= Giuseppe Viserte =

Giuseppe "Diamond Joe Peppe" or just "Diamond Joe" Viserti (/it/; 1890 - October 13, 1921.) was a Naples-born New York City mafia-member from the Mustache Pete-era of New Yorks's underworld history. He was mostly known for his activities in Manhattan.

==Early life and career==

It is unknown when Viserti emigrated from Naples to America but once in New York he quickly established himself in the Italian underworld. Earliest records indicate that by 1913 Viserti was a gunman and soldier associated with a traditional Italian mafia organization, the Morello family of East Harlem and their occasional ally Giosue Gallucci, for whom the police said that he killed Amadio Buonomo in April that year. Later that same year he was arrested and convicted for the death of Jerry "the Lunchman" Maida, a police informant, and was sent away for a sentence of "not less than seven years and nine months in Sing Sing" Prison.

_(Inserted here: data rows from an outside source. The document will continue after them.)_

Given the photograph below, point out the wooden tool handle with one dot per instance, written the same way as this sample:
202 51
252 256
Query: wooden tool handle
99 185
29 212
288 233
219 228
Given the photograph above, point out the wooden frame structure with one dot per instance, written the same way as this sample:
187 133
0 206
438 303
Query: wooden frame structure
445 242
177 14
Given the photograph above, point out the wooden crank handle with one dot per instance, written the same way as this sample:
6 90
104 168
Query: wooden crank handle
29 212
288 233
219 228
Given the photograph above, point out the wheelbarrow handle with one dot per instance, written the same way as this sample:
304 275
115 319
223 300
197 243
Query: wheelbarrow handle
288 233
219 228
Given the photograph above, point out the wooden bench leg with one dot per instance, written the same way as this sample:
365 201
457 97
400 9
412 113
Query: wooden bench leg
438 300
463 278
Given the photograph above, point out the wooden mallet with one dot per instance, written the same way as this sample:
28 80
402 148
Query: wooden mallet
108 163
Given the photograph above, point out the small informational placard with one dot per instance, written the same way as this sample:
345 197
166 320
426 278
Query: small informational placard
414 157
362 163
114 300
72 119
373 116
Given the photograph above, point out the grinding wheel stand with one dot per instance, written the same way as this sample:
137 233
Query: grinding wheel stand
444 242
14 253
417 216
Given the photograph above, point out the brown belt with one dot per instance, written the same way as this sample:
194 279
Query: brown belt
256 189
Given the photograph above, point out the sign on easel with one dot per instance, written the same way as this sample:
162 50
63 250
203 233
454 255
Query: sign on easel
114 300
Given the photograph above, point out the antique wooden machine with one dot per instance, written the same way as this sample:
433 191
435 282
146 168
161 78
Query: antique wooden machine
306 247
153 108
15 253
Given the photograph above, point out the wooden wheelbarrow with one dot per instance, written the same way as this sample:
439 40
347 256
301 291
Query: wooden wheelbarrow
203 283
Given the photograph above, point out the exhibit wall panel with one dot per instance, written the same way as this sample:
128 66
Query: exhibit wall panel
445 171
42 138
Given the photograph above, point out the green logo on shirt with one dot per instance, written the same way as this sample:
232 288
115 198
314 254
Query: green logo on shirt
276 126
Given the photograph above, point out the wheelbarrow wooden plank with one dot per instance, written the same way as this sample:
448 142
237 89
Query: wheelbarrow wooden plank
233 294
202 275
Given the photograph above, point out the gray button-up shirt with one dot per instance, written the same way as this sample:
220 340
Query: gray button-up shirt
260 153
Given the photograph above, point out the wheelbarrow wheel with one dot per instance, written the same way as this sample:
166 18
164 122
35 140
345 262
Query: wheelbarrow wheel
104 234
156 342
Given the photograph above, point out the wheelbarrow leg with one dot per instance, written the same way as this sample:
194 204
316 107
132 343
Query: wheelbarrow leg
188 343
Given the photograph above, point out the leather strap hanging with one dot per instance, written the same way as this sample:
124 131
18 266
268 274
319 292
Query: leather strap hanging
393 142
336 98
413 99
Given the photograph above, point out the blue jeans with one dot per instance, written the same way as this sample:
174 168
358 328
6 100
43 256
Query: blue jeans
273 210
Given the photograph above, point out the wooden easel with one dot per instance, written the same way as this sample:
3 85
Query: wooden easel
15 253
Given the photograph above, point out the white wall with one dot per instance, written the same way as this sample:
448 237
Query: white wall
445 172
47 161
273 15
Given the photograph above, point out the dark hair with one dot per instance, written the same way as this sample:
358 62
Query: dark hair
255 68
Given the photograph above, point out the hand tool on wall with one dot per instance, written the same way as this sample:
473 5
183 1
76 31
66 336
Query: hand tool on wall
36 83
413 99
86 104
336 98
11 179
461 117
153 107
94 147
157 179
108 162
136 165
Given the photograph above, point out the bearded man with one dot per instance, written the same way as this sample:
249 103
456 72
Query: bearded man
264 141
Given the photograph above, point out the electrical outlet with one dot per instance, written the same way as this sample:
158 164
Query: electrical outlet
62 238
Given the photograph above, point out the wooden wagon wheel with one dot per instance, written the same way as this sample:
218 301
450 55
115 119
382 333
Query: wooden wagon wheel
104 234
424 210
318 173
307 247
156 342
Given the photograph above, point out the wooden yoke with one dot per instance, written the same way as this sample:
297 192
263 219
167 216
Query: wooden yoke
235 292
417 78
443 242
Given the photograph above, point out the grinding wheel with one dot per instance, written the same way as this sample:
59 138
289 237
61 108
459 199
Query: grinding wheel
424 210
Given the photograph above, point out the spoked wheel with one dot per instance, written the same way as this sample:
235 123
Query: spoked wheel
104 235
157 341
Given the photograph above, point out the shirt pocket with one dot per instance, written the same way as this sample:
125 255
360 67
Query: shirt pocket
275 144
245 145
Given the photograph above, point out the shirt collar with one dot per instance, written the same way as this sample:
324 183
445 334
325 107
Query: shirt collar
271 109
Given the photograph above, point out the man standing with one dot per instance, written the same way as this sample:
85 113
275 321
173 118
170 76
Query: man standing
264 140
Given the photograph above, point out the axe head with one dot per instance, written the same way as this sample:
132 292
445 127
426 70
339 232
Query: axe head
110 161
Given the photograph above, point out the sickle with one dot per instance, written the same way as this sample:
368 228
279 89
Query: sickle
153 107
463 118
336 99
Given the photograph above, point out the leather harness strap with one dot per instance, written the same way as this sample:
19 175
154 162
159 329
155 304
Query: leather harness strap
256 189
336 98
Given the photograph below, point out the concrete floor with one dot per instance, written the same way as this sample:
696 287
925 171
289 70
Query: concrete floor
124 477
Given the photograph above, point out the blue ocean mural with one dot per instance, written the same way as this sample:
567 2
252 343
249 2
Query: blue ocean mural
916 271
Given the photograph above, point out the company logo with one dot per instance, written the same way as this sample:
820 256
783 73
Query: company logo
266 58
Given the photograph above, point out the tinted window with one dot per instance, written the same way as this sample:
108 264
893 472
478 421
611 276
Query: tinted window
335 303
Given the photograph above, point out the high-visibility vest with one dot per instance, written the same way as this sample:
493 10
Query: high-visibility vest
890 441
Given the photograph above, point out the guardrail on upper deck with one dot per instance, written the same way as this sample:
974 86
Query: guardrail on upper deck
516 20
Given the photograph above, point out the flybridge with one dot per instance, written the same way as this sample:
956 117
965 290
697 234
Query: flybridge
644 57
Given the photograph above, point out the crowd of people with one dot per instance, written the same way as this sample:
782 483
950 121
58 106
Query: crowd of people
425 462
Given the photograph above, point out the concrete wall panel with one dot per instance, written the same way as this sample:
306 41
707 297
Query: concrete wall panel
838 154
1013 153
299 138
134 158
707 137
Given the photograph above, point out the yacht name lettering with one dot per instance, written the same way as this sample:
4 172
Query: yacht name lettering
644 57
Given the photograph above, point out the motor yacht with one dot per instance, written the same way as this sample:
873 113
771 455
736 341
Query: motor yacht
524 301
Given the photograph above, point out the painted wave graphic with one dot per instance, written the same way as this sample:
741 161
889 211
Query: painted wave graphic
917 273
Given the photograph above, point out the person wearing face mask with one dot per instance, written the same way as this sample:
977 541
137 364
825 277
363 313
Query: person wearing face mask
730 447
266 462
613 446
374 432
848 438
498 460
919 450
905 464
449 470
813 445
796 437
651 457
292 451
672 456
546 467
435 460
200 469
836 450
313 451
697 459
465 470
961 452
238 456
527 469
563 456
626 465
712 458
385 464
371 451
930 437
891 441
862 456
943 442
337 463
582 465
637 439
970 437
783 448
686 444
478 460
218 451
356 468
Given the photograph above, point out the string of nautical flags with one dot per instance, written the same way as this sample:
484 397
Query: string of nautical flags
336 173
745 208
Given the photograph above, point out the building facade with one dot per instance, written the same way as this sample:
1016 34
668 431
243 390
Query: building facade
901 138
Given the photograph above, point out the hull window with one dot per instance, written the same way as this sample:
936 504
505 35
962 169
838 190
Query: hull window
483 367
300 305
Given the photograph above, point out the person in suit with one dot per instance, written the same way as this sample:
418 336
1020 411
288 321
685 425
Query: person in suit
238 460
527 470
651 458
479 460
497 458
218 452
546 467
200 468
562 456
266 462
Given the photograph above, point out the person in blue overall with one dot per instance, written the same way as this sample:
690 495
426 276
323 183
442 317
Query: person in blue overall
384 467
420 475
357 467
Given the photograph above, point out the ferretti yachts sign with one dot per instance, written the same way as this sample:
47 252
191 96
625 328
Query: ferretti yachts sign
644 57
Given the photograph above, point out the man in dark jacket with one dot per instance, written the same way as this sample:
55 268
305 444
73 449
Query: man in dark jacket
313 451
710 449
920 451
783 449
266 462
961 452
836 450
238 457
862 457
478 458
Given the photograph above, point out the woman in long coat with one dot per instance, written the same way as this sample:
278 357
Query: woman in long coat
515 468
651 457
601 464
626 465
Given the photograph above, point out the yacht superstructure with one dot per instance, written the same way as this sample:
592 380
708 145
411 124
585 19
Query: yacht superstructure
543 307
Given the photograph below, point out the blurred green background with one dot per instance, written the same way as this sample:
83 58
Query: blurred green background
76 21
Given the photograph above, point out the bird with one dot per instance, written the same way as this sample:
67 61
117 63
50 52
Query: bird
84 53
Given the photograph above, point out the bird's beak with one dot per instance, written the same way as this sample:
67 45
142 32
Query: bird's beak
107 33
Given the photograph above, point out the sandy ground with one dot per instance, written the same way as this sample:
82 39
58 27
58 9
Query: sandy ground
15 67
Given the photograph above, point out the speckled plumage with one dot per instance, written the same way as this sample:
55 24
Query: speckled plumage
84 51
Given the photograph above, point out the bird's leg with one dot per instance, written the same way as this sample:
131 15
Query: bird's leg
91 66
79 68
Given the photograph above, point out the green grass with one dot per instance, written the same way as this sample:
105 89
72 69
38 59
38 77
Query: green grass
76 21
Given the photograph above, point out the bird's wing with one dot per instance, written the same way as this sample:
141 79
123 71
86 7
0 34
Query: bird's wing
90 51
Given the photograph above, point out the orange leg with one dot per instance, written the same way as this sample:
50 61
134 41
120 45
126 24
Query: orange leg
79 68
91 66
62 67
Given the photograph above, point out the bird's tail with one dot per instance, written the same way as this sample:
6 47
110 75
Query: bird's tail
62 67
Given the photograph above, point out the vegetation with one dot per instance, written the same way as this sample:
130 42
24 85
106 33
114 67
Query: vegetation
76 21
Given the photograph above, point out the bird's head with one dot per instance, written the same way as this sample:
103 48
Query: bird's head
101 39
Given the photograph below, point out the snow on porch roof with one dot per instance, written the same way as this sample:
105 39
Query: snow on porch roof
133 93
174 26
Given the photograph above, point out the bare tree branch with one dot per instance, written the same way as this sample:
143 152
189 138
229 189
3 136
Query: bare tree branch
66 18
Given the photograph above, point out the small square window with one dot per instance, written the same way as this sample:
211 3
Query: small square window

==Mustache Pete mafia boss and bootlegger==

After serving only four years of his sentence, New York's Governor Whitman pardoned him in 1918. He was heavily into white slavery before the advent of Prohibition and grew rich and influential in the Italian Underworld on it and other criminal enterprises. He was soon a force to be reckoned with, becoming "by all accounts...most likely one of Lower Manhattan's Mafia bosses" where he was married with children. He was arrested again on November 29, 1919 on another murder charge but was not convicted

When Prohibition began, he left white slavery behind and became an effective bootlegger. Along with his ally, Vincenzo Terranova, one of the heads of the Corleonesi mafia borgata known as the Morello Family, he was reputed to run all illicit liquor trade in Harlem during Prohibition's first years. He had become very rich, reportedly, by the time of his death, being worth $300,000 from his illicit booze selling operations. He was also reputed to own a "carpet-joint" gambling house known as the Fordham Casino in addition to some tenement buildings, both in the Bronx As he became rich from his criminal enterprises, he began to famously flaunt his wealth. He became a very flashy dresser and was often "covered in jewels". By 1921, he had become known as "Diamond Joe Peppe" or "Diamond Joe" for short, boasting shortly before his death of owning a $10,000 diamond stick pin. Author Patrick Downey has suggested that he may initially have been the boss to which the rising mafia gangster, Joe Masseria, reported as his captain, until Viserti's death

==Death==

When the original head of the Morello Family, Giuseppe Morello, emerged back on the scene in 1920, after a decade behind bars, he immediately took back the reigns of leadership from his younger half-brother, Vincenzo Terranova. Morello quickly formed an alliance with one of his former Capo's, the now emerging new Mafia boss of Lower Manhattan's Little Italy, Joe Masseria. The Boss of Bosses at that time, Salvatore D'Aquila wasted no time in fighting back against this threat to his authority and went to war with the Morello-Masseria pact. The first casualty of this new conflict was Diamond Joe Viserti. He was shot twice in the back in a gunfight on October 13, 1921 at a coffee shop in Little Italy.